相手に不快な思いをさせないための措置で、しかめた顔をしたらすぐに次善策を考え、行動を修正するようにプログラミングしてある。
その裏返しで、相手が嬉しそうな表情をしていると、その行為を反復するようにしてある。
もちろん、会議だとか接客だとかのシチュエーションを把握して行動を変えるようにはしてある。この場合、オフィスの日常は特にそう言う設定をしてないので、誰かがとても嬉しそうな顔をしていれば、それをもたらした行為を反復して実践してくれるのだ。
鈴華の場合、オフィスにある全てのカメラから情報を得て、原因を分析し、対応できるようになっている。
つまり、だ。昨日、間地代理がした行為で俺が
通常のオフィスではそんな恍惚の表情をすることは通常あり得ないので、これは人間側のエラーと言ってもよい。
よりによって、そんなことを俺がしていたのだ。
さすがにそれを全部説明する訳にはいかない。
学習機能のエラーだと言ってその場は逃れたが、開発二課に報告してプログラムを修正する話になった。

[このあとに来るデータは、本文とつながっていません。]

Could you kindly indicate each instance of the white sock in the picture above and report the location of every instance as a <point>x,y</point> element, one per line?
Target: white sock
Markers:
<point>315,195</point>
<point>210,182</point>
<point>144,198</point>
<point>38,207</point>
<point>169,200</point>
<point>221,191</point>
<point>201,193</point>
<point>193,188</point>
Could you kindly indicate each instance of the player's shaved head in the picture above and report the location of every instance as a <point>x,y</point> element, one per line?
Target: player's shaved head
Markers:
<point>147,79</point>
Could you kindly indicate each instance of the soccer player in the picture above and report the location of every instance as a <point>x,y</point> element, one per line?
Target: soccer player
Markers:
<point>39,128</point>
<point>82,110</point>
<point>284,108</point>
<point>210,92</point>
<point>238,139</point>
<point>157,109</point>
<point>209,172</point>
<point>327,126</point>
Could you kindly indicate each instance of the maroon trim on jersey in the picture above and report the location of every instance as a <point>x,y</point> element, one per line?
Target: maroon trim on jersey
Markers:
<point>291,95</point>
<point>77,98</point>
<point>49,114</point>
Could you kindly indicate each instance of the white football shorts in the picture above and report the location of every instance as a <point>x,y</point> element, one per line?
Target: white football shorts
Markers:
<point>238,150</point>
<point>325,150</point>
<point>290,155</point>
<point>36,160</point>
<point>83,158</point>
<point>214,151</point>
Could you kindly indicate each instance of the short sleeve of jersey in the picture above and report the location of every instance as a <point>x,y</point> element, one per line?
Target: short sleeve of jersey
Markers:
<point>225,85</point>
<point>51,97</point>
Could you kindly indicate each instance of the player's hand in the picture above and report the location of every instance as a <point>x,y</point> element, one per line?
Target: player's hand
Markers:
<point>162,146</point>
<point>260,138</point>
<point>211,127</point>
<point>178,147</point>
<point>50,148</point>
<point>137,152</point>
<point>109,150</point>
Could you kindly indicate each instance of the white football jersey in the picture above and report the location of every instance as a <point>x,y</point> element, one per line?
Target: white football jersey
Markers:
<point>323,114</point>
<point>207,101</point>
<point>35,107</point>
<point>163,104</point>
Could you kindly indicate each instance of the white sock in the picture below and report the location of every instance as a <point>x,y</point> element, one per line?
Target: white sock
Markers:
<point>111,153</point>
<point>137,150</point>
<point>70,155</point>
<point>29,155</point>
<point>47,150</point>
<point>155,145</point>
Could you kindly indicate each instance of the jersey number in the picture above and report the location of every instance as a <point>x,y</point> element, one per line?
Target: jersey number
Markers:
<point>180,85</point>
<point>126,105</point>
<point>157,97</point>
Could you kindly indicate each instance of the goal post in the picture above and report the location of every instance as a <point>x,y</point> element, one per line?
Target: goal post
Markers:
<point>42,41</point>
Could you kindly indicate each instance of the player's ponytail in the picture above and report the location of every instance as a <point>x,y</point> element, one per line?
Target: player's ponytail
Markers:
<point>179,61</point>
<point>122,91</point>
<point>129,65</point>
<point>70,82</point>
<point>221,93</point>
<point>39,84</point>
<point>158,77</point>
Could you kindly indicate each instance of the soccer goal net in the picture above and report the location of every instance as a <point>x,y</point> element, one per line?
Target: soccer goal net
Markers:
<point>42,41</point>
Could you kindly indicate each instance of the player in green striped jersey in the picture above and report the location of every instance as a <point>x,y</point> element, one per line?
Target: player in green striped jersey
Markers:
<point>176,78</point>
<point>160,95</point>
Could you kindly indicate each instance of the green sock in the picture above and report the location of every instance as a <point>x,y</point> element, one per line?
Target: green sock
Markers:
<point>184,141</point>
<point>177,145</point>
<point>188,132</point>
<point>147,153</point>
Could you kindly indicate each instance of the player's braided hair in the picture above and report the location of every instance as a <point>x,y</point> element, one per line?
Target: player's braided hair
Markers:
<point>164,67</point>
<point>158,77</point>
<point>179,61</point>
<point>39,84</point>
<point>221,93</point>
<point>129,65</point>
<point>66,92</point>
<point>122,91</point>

開発者だからこそわかる。この修正は恐ろしく面倒だ。通常業務におけるシチュエーションの認識は無茶苦茶難しい。どこまでが仕事でどこからが息を抜いているかの判別なんて人間だって傍目ではなかなかできない。
以前の仲間達が嫌な顔をしているのが目に浮かぶ・・・・あとで殴られそうだ。
派手に怒られた後、机に戻ったら速攻で智鶴からメッセージが来た。
『今日も覚悟して』
俺、本当に死ぬかもしれないと思いながら、一日を何とか終えた。
自宅に戻ったらスケスケのレースのエプロン(機能としての意味があるのか?)を着けてニヤけている智鶴がいた。もちろん下は何も着ていない。
明日は有給休暇を取るしかないかと思いながら、そのままベッドに直行した。